SHIELD - User Homepage.

Reducing cognitive load and helping users act faster through consolidation and clarity

Impact at a Glance

• Reduced navigation time from 15–20 minutes to 3–5 minutes

• ~90% efficiency improvement for both frequent and infrequent users

• Consolidated information previously spread across five pages into one view

Context

SHIELD serves a wide range of users from daily power users to infrequent stakeholders who only log in at key moments.

Before this project, users had to navigate across multiple pages to understand what they owned, what had changed, and what required attention.

Problem

Users spent significant time switching between five different pages just to gather basic information.

This created high cognitive load, frustration, and inefficiency—especially for infrequent users who had to re-learn the system each time they returned.

Goals

The goal was to reduce effort and improve clarity at the point of entry.

From a business perspective, this meant improving adoption and trust in SHIELD as a source of truth.

From a UX perspective, success meant answering one question quickly: “What do I need to do right now?”

Role

I inherited the project mid-stream and took ownership of clarifying scope, prioritizing requirements, and designing a scalable dashboard solution.

I partnered with product and engineering to balance Q1 delivery constraints with long-term usability and extensibility.

Key Insight

Users didn’t want more data they wanted relevance.
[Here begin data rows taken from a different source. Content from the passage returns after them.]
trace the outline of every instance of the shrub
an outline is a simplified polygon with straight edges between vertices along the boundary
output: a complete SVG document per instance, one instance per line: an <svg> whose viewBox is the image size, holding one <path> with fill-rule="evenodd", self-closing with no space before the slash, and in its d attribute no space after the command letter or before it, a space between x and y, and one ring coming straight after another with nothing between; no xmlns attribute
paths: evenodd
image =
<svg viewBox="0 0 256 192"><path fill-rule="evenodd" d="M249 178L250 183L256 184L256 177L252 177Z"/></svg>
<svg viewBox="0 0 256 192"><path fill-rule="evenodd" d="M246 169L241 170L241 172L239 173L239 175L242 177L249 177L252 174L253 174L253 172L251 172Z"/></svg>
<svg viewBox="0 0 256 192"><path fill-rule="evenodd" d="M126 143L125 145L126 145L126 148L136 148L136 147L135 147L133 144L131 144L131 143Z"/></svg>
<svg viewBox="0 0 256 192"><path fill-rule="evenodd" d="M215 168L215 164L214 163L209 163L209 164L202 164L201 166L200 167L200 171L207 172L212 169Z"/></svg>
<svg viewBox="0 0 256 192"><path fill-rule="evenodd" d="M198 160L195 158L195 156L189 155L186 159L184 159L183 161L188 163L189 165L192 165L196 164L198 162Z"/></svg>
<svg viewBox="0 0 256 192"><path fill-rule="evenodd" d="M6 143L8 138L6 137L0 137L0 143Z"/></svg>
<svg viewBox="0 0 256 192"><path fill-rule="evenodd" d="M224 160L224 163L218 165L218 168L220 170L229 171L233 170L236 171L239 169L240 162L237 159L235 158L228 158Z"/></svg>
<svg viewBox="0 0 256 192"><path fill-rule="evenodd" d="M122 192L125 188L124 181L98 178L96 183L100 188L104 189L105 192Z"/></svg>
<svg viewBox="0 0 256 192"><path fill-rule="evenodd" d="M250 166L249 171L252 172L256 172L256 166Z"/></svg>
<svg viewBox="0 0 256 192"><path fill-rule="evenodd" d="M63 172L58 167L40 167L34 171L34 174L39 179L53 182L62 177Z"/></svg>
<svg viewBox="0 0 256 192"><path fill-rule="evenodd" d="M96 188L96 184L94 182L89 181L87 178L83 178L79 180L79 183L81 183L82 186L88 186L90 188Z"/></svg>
The biggest time sink wasn’t lack of information, but the effort required to find and reconcile it across multiple places.

Strategy

The homepage was designed as a decision hub, not a summary page.

The strategy focused on:

• Consolidating critical information into a single view

• Surfacing status and actions, not raw data

• Reducing memory burden for infrequent users

Solution

The redesigned homepage consolidated key information from across SHIELD into one place, including:

• The user’s portfolio

• Subscribed or assigned records

• Relevant reports

• A “What needs my attention” section

This eliminated unnecessary navigation and helped users act with confidence immediately.

Validation

I conducted two rounds of user feedback sessions with 7+ users.

Insights directly informed iteration, prioritization, and phased delivery ensuring the most impactful elements shipped first.

Outcomes

The new homepage reduced navigation time to 3–5 minutes, representing a ~90% improvement in efficiency.

Stakeholders approved the design for phased Q1 implementation after seeing how it reduced cognitive load and eliminated unnecessary page switching.

Reflection

Small surface-area changes can unlock outsized efficiency gains.

Designing for infrequent users proved to be a powerful way to improve the experience for everyone.